Nell’Odissea c’è una duplice serie di miti.

Una, di miti già formati al tempo d’Omero, e che il poeta raccoglie piú o meno fedelmente, dando ad essi la incomparabile veste dei suoi magici esametri. Questa origine la conoscevamo; ma ora la vediamo piú chiara. Dietro l’occhio rotondo, che, trafitto dal palo infocato d’Ulisse, stride, fúmiga, sprizza sangue, vediamo il roggio cratere del vulcano in eruzione. Dietro ai tentacoli mostruosi di Scilla vediamo levarsi, con un guaiolío misterioso, l’alta rupe càlabra traforata di caverne.
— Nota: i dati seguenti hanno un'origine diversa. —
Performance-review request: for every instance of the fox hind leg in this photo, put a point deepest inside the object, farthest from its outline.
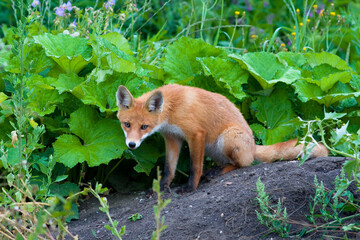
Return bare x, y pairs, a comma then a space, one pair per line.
239, 146
173, 147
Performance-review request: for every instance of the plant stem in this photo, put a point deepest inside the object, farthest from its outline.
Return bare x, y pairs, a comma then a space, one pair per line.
221, 16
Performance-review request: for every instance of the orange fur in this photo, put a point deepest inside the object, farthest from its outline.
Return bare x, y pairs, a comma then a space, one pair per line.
209, 122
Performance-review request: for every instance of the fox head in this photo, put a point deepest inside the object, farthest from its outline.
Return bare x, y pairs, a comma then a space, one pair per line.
139, 117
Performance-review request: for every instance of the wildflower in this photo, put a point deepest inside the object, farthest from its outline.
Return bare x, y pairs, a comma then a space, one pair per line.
59, 11
109, 4
73, 25
122, 17
13, 138
67, 6
35, 3
75, 34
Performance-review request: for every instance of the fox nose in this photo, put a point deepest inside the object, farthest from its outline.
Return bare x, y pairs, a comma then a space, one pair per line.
132, 145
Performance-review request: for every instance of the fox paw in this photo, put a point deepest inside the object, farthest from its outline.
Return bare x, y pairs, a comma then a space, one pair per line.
185, 189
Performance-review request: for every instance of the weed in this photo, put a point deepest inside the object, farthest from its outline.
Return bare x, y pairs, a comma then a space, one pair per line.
161, 204
105, 208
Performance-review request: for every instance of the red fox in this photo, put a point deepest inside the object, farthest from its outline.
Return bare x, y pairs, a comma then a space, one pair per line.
208, 121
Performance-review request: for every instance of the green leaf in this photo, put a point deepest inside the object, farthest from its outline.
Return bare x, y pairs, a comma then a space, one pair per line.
307, 91
145, 156
72, 54
317, 59
64, 189
276, 113
119, 41
115, 48
102, 94
277, 134
3, 97
333, 115
267, 69
292, 59
275, 109
328, 81
101, 140
180, 59
44, 97
67, 82
229, 76
61, 178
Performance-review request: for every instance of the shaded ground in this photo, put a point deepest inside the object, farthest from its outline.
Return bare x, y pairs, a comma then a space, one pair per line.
223, 208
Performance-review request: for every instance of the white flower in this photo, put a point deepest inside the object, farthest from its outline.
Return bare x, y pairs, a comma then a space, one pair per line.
75, 34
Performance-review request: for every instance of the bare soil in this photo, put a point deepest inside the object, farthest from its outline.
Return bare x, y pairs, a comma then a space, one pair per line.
222, 208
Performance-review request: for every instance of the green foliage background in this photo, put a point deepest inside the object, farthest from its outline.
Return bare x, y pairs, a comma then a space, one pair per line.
245, 50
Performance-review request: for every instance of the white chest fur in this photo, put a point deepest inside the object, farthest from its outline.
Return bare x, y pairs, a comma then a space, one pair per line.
169, 129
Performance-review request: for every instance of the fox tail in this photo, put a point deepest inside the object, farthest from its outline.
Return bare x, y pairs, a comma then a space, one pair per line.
287, 151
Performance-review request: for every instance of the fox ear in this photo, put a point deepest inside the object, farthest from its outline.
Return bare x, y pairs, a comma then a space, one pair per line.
124, 99
155, 102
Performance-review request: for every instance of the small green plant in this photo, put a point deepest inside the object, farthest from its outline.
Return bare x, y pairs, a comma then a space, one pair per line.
135, 217
161, 204
272, 216
328, 206
105, 208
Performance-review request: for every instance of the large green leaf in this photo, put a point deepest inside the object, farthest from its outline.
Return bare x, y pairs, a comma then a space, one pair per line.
67, 82
278, 134
72, 54
101, 140
292, 59
317, 59
276, 113
180, 59
119, 41
44, 97
229, 76
308, 91
267, 69
112, 52
145, 156
275, 109
103, 94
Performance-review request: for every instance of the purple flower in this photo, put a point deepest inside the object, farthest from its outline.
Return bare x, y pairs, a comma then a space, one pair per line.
73, 24
67, 6
35, 3
110, 3
59, 11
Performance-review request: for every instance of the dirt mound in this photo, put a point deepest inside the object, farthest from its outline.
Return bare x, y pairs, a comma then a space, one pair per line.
223, 208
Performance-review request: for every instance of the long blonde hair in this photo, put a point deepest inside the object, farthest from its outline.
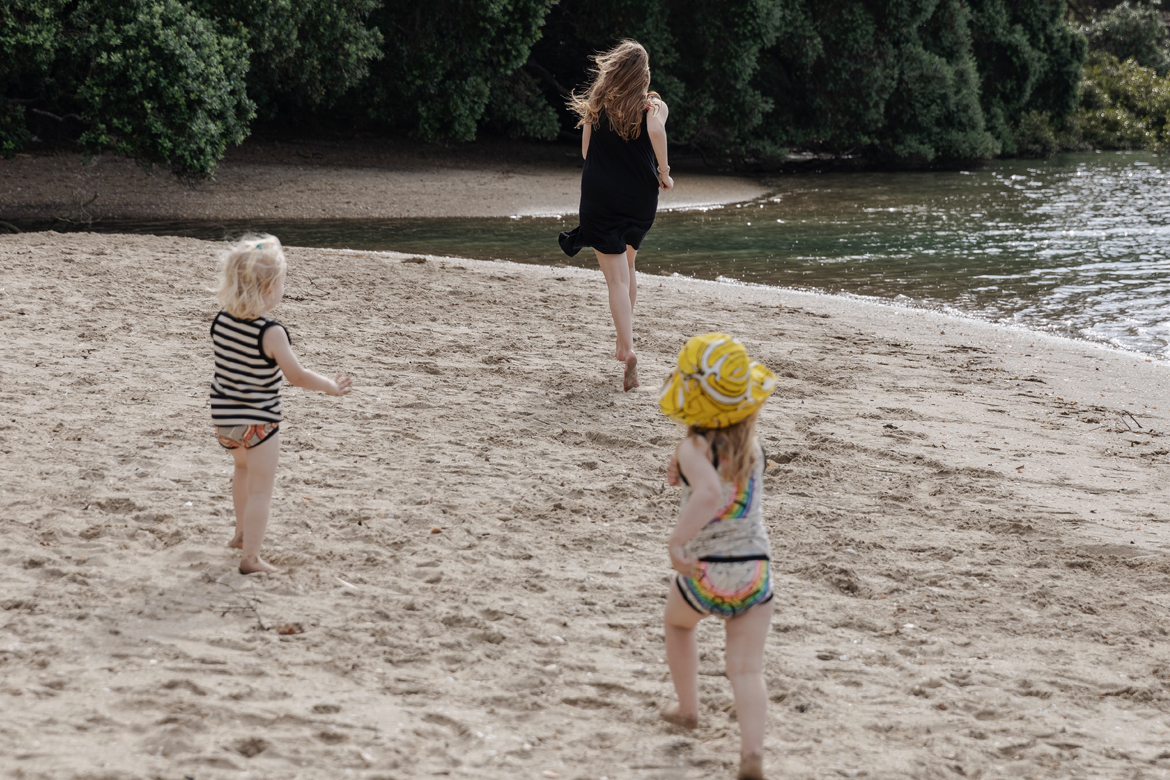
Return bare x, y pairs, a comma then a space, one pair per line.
736, 444
619, 85
249, 270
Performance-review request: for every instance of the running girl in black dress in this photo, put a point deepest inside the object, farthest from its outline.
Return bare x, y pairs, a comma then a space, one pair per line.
624, 145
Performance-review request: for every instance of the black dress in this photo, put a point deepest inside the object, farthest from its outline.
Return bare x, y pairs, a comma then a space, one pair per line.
619, 192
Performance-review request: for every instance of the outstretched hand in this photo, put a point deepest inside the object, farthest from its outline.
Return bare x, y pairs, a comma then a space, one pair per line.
342, 385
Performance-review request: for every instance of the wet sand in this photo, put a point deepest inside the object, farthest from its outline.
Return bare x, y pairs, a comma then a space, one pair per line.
969, 524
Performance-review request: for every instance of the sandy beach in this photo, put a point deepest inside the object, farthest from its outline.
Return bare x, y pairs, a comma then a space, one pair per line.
969, 525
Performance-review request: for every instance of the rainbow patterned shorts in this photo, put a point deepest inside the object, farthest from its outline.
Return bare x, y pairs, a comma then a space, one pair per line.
246, 436
728, 586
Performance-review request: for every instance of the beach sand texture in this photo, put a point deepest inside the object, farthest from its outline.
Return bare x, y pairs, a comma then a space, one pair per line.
970, 540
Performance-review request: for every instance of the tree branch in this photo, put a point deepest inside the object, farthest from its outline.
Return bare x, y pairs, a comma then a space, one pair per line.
53, 116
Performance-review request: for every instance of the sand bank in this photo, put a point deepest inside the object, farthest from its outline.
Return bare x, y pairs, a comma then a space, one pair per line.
969, 525
305, 181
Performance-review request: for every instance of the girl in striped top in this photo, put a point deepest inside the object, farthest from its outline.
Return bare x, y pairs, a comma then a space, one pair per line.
253, 358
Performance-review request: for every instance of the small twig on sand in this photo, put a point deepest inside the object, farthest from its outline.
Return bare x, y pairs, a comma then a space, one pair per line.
248, 602
1130, 415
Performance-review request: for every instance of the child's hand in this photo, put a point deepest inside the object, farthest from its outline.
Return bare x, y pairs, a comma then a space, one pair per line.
341, 385
672, 471
681, 564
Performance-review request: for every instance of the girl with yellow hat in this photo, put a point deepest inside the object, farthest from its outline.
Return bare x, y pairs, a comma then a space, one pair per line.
718, 546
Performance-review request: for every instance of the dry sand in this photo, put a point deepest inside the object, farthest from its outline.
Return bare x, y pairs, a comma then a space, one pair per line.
969, 524
319, 180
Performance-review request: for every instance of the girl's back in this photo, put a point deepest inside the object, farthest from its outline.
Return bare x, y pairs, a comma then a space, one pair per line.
737, 530
618, 168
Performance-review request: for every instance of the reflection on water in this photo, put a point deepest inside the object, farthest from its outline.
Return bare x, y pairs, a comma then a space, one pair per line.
1075, 244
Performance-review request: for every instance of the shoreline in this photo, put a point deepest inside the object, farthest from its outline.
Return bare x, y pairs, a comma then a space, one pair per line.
329, 181
969, 533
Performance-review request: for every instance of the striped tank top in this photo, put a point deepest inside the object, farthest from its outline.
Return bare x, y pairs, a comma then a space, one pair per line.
247, 386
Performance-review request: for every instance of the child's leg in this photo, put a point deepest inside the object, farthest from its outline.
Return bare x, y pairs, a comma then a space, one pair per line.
631, 254
239, 494
682, 657
261, 466
747, 634
616, 269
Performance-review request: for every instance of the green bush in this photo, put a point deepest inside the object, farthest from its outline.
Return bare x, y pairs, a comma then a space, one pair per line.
1124, 105
1030, 59
893, 78
1036, 136
31, 36
1128, 32
159, 83
442, 61
303, 53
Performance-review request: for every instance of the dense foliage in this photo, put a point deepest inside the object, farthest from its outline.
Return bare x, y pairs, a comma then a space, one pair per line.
1131, 32
303, 53
445, 59
173, 82
146, 78
1126, 105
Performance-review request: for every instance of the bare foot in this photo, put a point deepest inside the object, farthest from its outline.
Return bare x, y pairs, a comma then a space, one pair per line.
630, 381
255, 565
751, 767
672, 715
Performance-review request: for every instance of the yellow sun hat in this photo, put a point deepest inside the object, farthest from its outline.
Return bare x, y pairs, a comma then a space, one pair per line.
716, 384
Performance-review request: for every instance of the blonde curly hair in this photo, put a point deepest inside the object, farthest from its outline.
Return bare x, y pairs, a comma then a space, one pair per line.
248, 270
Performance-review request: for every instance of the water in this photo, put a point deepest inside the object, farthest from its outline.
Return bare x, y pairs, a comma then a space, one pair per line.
1074, 246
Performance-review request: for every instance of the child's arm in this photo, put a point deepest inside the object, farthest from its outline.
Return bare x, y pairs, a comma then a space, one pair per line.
655, 125
702, 505
277, 347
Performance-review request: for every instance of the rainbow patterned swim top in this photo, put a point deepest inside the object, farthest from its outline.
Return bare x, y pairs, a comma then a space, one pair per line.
738, 526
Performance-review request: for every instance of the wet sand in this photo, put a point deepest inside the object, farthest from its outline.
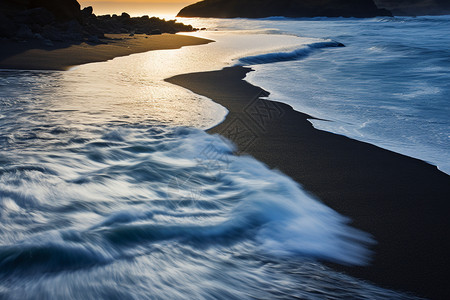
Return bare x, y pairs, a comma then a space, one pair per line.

Entro le pupille delle Sirene vediamo ridere la luce favolosa della marina di Capri.

Ma nuovo, e piú interessante, è vedere il mito che primamente nasce nell’animo del poeta, la trasformazione della realtà in poesia. L’Odissea, osservata coi nuovi criterî, ne offre numerosi esempi.

Per esempio, il Bérard, ricorda che nei paraggi di Scilla si pesca il pesce spada. Ed ecco, descritta da un viaggiatore, la pesca singolare: «I pescatori sono in una barca detta luntra, lunga diciotto piedi, larga otto, profonda quattro. La prora è piú spaziosa della poppa, per poterci stare l’uomo che vibra la lancia. Questa è di legno di càrpino, rigida, lunga dodici piedi, con una cuspide lunga sette pollici, irta ai lati di altri due ferri detti orecchie. Ritto sulla prora, il lanciere spia il pesce spada, e, appena lo vede, lo colpisce».

Come non ricordare Ulisse quando si avvicina a Scilla?

                                                  l’armi belle mi cinsi,
strinsi nel pugno due lunghe zagaglie, e sul ponte mi posi,
a prora; ché di qui m’aspettavo che Scilla apparisse.